I decided instead to repurpose this unmodified consumer device for use as a kind of surveillance/screening system which would be able to search for and compare three pre-assigned faces.

The three people I chose to introduce to the system are facilitator Graham Harwood and our two esteemed guests due tomorrow – Jude Kelly and Lewis Biggs.  Portrait images of each of them have been taken from the internet and uploaded to the camera (without their consent) and now each time someone comes through the door their face is compared to a portrait of Graham*** Jude and Lewis.

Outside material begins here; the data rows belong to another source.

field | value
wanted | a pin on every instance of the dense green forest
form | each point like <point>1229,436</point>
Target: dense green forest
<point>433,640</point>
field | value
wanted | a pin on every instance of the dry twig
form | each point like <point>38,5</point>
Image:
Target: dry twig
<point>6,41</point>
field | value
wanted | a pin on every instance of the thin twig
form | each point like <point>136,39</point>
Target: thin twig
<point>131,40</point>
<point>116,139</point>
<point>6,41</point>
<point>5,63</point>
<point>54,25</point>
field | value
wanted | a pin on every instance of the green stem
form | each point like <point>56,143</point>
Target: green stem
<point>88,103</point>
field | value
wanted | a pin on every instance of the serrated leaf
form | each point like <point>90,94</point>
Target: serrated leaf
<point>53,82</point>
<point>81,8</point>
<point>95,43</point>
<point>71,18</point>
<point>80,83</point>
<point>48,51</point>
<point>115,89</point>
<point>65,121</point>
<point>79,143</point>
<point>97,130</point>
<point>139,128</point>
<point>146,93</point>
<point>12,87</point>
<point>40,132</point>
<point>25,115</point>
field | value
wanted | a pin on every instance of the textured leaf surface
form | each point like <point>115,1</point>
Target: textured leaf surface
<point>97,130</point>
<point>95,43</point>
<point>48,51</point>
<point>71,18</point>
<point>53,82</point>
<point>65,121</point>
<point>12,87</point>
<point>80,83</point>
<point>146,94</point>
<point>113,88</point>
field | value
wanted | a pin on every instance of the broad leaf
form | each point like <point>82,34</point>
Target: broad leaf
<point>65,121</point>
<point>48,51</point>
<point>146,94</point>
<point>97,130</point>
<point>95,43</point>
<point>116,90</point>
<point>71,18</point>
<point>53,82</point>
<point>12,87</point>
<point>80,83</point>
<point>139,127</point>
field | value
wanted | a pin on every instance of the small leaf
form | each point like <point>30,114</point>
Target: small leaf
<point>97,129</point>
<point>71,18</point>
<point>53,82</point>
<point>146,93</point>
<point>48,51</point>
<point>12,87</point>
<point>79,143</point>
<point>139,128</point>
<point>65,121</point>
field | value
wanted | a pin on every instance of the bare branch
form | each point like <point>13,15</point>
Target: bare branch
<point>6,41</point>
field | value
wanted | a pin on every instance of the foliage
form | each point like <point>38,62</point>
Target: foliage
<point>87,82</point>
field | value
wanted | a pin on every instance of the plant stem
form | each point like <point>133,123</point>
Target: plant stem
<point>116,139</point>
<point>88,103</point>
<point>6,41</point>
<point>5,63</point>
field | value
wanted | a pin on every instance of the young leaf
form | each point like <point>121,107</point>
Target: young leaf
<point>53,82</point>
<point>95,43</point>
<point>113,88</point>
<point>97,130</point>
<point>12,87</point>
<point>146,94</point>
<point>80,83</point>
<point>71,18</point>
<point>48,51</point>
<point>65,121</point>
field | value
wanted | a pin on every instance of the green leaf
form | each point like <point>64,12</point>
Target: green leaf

(Below) Reference files stored in the camera on the three individuals:

Graham Harwood Image:
http://www.flickr.com/photos/24722640@N02/2692374244/

Jude Kelly Image:
http://www.womenspeakers.co.uk/speakerdetail.asp?speakerid=85

Lewis Biggs Image:
http://www.bbc.co.uk/radio3/freethinking/2008/free-thought/lewis-biggs.shtml

* thankfully the jackets were recovered the following day

** I struggled to understand what practical purpose this face recognition system would have for the target demographic of the camera (families etc.) although, Caroline pointed out that the tagging of photos has become a commonplace procedure on Facebook and could be seen within a wider trend of adding different kinds of meta-data to images.

***Later this afternoon the system was unable to identify Graham using the photo held on file (perhaps because he sports glasses and a versatile beard). When Jude and Lewis arrive tomorrow I hope the system will recognise them!